Lompat ke konten Lompat ke sidebar Lompat ke footer

Layang-layang Ditelan Badai (21)

Omahpro


Ninien Supiyati

“Bapak yang menabrak saya kemarin lusa kan? Bapak naik sepeda motor, dan saya naik sepeda?” tanya Haryadi. 

Haryadi adalah mahasiswa fakultas kedokteran yang sedang praktek di Rumah Sakit Umum. Orang yang ditanya kaget dan malu karena dia sebagai penjahat.

“Iyy..iiyyaa…maafkan saya,” jawabnya menahan malu. 

Masih bagus juga dia punya rasa malu,  gumam Haryadi. 

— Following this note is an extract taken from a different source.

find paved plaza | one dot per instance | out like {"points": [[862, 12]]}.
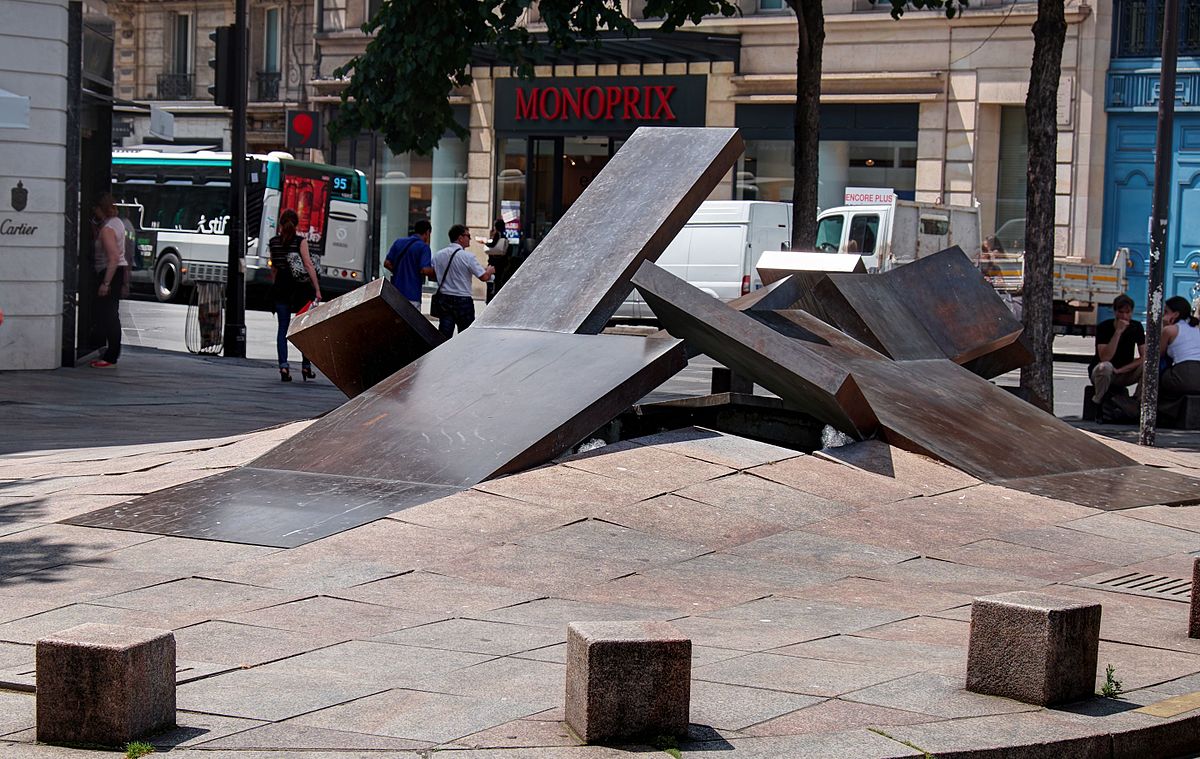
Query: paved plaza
{"points": [[827, 596]]}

Haryadi dibantu seorang perawat menjahit luka dikepala Anton. Setelah selesai, Haryadi membantu menangani pasien lainnya. 

Rosa yang saat itu diajak Polisi ke rumah sakit, terkejut melihat Haryadi mengenakan jas praktek berwarna putih layaknya seorang dokter. 

Demikian juga Haryadi, kaget melihat Rosa bersama rombongan penjahat itu.

“Kok kamu bersama mereka?” tanya Haryadi.

“Ceritanya panjang sekali, kapan-kapan kita ketemuan nanti aku ceritakan,” kata Rosa. 

Bagi Rosa, Haryadi adalah cinta pertamanya, Rosa tahu sewaktu di SMA Haryadi selalu ingin menghindar darinya. 

Namun semakin Haryadi menghindarinya, semakin besar pula tumbuh rasa cintanya pada Haryadi.

Rupanya sekarang cinta itu mulai bersemi kembali. Setelah kegagalannya dengan Andri. 

Namun Rosa tidak punya niat untuk merebut Haryadi dari Ningrum. Rosa pun tak ingin melanjutkan hubungan dengan Andri, yang calon narapidana.

oOo

“Rosa, antar mama ketoko batik yang dulu mama pernah belanja kesana, ini ada pesanan banyak dari pelanggan mama,” kata bu Setyoko, mama Rosa.

Rosa ikut mengantar mamanya ketoko kepunyaan orang tua Andri, dia juga ingin tahu kabar tentang Andri. 

Budhe juga ikut mereka pergi diantar oleh sopir.

Sesampainya di toko, budhe dan mama memilih-milih batik yang akan dibeli, sementara Rosa bercakap-cakap dengan kasir yang juga masih kerabat pemilik toko. 

Disamping kasir, duduk isteri pemilik toko dan perusahaan batik tersebut.

“Maaf ibu, saya temannya Andri, saya mau tanya bagaimana kabar Andri sekarang?” tanya Rosa kepada pemilik toko.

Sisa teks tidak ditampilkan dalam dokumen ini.